Daniel Lemire's blog

, 5 min read

Converting integers to fix-digit representations quickly

It is tricky to convert integers into strings because the number of characters can vary according to the amplitude of the integer. The integer ‘1’ requires a single character whereas the integer ‘100’ requires three characters. So a solution might possible need a hard-to-predict branch.

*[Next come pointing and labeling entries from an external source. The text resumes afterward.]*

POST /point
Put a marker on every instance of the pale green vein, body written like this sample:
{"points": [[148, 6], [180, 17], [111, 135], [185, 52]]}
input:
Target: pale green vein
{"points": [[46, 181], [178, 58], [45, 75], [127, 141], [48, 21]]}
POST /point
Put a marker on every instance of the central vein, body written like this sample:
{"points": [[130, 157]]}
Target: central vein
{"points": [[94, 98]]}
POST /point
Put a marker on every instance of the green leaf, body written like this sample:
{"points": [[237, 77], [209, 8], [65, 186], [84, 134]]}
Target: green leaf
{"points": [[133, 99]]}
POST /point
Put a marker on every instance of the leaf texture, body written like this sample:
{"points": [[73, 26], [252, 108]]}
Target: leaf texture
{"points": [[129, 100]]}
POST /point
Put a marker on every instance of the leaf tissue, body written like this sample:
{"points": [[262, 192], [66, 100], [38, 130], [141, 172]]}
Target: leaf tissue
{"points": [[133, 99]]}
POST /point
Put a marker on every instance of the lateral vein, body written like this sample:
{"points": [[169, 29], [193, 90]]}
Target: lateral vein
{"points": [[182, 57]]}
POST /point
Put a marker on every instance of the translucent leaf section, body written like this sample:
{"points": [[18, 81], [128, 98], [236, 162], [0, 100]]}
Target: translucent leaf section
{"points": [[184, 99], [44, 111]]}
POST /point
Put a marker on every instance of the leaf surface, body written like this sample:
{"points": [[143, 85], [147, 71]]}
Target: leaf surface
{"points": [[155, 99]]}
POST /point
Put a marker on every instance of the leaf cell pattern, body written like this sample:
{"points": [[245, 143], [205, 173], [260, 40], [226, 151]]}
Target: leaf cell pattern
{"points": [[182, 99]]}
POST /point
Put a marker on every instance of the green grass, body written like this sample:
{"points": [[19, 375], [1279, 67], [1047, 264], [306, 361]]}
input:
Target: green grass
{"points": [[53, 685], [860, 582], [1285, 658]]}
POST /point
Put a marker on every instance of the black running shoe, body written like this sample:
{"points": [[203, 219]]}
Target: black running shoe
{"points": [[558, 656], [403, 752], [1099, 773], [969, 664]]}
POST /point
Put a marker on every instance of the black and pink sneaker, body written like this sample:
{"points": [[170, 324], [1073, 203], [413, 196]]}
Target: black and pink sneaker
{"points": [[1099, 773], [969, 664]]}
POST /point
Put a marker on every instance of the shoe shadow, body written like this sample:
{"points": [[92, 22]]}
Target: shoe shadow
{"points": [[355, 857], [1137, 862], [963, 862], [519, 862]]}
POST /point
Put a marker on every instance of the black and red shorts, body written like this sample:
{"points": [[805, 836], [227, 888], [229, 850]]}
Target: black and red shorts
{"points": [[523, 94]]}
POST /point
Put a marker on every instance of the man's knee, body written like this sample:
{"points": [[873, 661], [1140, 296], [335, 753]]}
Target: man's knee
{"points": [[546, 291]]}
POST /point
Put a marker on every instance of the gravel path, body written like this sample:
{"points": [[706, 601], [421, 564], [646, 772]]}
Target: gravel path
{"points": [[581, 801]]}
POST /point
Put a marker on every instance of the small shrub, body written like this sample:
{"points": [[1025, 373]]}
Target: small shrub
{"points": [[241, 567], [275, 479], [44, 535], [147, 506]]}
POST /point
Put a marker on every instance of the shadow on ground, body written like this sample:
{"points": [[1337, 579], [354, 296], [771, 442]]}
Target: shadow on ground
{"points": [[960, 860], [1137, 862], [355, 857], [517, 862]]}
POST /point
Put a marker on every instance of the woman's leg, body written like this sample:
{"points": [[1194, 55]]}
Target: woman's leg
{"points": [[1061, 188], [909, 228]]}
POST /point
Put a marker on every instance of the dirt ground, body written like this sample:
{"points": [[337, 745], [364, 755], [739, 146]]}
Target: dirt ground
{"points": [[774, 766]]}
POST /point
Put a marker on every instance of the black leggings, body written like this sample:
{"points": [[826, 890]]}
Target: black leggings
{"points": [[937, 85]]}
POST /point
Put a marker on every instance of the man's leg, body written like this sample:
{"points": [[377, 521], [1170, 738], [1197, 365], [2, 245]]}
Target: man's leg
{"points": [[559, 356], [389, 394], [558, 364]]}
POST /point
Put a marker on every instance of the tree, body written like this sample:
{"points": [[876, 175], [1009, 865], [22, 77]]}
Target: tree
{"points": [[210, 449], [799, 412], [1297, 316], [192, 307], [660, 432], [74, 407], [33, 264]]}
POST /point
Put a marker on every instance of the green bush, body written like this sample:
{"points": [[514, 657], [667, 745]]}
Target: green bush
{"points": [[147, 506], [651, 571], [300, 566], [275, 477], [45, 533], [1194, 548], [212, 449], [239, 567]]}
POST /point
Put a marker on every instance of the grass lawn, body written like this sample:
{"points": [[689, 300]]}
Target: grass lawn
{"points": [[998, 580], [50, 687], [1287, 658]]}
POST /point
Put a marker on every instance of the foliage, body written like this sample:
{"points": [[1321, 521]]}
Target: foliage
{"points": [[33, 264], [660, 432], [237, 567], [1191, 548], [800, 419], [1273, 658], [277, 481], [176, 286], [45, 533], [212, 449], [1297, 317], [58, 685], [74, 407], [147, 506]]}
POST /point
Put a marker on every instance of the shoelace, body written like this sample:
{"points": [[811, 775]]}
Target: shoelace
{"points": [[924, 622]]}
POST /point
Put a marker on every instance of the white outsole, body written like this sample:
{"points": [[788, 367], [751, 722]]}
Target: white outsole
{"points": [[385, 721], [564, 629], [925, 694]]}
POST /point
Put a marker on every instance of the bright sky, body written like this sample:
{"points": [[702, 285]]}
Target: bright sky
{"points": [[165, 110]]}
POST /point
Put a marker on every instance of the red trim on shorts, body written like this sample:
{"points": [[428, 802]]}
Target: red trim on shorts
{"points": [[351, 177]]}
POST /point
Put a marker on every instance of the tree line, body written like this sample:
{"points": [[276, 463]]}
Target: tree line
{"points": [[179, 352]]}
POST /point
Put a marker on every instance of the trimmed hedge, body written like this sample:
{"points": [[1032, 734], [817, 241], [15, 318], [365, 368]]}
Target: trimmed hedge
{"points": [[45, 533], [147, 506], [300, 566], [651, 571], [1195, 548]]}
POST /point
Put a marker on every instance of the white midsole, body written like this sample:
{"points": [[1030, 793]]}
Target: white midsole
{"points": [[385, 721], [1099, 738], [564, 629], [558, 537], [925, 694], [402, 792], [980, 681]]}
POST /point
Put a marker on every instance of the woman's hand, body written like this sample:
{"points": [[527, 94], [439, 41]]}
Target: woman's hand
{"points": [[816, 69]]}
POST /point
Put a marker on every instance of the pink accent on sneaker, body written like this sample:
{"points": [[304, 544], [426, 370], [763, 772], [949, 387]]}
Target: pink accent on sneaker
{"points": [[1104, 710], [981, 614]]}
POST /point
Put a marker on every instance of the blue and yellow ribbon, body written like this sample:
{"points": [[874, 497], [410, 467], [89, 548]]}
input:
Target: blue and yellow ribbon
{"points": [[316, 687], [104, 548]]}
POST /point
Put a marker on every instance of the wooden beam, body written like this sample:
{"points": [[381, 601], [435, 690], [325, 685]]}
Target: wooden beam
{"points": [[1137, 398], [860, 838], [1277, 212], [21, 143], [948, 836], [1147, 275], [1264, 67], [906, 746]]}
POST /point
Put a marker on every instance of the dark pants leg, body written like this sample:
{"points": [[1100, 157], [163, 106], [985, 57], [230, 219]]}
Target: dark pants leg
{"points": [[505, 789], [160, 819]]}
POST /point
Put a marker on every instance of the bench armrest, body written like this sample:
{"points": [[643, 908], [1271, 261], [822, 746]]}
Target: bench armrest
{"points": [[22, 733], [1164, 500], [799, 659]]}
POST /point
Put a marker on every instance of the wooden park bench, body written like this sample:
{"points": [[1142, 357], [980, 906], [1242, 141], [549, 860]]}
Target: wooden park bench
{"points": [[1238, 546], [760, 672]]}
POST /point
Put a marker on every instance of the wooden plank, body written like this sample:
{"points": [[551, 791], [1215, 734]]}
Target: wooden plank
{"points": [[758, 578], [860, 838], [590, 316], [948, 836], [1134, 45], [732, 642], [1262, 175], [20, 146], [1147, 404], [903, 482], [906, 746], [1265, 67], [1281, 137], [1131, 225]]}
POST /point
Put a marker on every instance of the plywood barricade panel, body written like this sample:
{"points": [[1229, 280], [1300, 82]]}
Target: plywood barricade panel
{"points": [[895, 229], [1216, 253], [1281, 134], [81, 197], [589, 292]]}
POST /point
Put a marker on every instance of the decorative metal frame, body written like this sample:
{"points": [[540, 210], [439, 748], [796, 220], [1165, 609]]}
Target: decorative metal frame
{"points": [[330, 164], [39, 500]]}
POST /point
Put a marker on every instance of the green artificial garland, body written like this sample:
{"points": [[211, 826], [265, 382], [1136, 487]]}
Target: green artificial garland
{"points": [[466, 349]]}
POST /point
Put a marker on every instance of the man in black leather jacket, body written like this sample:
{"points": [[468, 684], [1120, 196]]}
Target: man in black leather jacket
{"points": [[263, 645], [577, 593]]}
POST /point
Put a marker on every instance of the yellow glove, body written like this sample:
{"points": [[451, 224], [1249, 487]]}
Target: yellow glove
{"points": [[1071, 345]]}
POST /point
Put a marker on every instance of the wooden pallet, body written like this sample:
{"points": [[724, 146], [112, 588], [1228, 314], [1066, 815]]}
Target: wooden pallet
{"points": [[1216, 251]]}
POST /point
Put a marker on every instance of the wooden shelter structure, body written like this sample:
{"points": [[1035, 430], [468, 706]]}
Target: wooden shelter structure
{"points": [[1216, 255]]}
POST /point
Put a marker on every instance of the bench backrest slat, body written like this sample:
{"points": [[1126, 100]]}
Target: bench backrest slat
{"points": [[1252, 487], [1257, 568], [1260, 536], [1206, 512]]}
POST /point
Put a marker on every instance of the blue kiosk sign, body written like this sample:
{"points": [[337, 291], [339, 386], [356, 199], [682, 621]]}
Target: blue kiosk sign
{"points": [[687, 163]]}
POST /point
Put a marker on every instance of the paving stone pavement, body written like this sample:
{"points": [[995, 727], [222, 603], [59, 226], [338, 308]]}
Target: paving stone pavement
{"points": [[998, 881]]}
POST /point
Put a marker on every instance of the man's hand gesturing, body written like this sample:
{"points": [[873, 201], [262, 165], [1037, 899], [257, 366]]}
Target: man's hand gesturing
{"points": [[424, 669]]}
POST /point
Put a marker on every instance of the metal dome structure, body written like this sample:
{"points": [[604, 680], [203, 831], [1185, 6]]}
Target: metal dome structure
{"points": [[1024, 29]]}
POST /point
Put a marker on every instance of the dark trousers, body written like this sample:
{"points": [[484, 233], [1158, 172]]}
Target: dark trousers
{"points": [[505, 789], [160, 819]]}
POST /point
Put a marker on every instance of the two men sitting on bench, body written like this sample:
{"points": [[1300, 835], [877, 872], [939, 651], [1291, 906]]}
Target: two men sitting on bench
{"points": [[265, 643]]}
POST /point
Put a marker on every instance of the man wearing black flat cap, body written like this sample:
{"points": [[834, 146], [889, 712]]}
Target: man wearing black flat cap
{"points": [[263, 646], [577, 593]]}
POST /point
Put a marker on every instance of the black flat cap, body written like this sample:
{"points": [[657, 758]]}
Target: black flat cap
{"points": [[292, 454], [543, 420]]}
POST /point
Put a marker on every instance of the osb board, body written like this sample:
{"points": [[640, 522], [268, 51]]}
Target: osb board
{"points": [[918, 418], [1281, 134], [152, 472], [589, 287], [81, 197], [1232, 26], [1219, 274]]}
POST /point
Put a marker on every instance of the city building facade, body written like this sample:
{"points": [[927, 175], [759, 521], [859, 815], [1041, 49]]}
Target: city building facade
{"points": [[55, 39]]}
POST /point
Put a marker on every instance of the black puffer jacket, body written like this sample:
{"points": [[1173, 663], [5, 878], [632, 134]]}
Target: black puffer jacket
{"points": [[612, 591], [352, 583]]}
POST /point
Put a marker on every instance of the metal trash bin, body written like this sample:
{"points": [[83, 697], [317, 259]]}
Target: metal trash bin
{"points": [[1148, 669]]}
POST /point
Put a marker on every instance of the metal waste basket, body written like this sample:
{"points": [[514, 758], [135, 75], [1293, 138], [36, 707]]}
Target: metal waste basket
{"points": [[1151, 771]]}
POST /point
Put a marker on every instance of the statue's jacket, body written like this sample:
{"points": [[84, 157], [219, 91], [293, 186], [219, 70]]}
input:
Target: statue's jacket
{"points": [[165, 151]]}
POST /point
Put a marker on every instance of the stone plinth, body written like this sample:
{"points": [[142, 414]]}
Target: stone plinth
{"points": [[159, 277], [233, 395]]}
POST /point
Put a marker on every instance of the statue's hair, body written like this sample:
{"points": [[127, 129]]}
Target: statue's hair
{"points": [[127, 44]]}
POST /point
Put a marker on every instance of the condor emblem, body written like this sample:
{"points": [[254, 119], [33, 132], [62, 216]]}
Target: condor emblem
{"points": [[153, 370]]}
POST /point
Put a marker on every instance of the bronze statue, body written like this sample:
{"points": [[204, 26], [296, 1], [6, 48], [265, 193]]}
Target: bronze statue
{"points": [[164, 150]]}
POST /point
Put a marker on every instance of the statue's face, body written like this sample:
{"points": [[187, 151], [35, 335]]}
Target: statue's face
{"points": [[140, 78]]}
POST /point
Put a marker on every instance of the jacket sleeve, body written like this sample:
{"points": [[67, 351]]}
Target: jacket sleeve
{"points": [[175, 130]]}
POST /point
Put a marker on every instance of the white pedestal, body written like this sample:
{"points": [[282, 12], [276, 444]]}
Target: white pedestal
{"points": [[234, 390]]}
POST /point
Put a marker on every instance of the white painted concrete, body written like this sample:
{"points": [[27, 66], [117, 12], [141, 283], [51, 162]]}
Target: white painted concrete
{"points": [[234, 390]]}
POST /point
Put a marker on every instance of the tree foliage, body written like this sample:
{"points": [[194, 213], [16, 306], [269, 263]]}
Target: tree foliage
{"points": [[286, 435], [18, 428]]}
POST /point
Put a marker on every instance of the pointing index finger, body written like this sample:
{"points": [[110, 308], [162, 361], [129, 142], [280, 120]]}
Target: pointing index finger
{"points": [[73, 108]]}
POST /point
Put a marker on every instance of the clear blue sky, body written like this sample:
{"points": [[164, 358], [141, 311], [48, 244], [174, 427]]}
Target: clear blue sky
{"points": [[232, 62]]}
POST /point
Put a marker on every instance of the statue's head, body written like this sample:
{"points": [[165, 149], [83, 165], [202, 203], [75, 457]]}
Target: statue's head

Let us simplify the problem.

Imagine that you want to serialize integers to fixed-digit strings. Thus you may want to convert 16-digit integers (up to 10000000000000000) to exactly 16 digits, including leading zeros if needed. In this manner, it is easy to write code that contains only trivial branches.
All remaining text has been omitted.